Cometary Electron Heating Driven by Solar Wind Interaction with the Coma

Rosetta's observations of 67P/Churyumov-Gerasimenko have highlighted the dynamic nature of a comet's plasma environment. In this work, we study the suprathermal electrons excited in the coma using observations from the Ion and Electron Sensor (IES) and other instruments onboard the Rosetta spacecraft. We fit the IES electron observations with the summation of 2 kappa distributions, which are characterized as a dense, warm population and a rarefied, hot population. The parameters of our fitting technique determine the populations' density, temperature, and invariant kappa index. It was previously determined that the hot population is likely solar wind halo electrons, but the warm population remains a mystery.
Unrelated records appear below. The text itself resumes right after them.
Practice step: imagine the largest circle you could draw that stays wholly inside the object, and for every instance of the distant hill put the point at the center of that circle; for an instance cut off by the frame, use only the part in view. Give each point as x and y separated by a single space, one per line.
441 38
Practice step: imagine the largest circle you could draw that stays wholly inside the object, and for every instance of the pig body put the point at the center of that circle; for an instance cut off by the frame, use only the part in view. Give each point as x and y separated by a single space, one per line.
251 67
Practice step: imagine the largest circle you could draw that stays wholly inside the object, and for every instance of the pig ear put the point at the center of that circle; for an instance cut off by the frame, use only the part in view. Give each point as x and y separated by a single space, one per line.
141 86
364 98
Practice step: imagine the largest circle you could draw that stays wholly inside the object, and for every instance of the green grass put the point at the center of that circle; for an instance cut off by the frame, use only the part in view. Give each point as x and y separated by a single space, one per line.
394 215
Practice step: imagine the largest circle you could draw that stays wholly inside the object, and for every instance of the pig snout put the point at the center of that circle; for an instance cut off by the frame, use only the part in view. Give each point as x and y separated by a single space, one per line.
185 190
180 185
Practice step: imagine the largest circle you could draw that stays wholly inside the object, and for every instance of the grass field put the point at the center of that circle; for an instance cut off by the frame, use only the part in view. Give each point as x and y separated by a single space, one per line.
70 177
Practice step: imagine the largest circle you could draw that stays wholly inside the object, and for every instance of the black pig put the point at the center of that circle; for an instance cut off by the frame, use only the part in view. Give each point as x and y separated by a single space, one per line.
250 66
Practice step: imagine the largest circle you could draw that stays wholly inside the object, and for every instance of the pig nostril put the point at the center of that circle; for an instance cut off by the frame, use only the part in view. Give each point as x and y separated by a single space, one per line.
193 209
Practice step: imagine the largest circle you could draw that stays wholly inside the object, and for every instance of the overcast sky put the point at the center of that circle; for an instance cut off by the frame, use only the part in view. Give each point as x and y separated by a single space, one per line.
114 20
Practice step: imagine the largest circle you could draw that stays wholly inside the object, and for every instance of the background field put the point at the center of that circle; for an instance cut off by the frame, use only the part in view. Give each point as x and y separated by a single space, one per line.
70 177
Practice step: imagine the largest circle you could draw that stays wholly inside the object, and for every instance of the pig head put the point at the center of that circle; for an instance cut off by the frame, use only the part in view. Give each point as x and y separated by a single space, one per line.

Consequently, we focus our analysis on the warm population to determine its origin by comparing the density and temperature to the neutral density and magnetic field strength. We find that the warm electron temperature above 100,000 K is strongly correlated with the neutral density, which is in contrast to previous results that found cometary electron temperature to be anti-correlated with neutral density. Additionally, we found that the warm electron temperature is closely related to the electrostatic wave power near the lower hybrid frequency. We conclude that the warm electron population is being heated by lower hybrid waves driven by the two-stream instability of solar wind protons and newly-formed, cometary ions created in localized, dense neutral streams.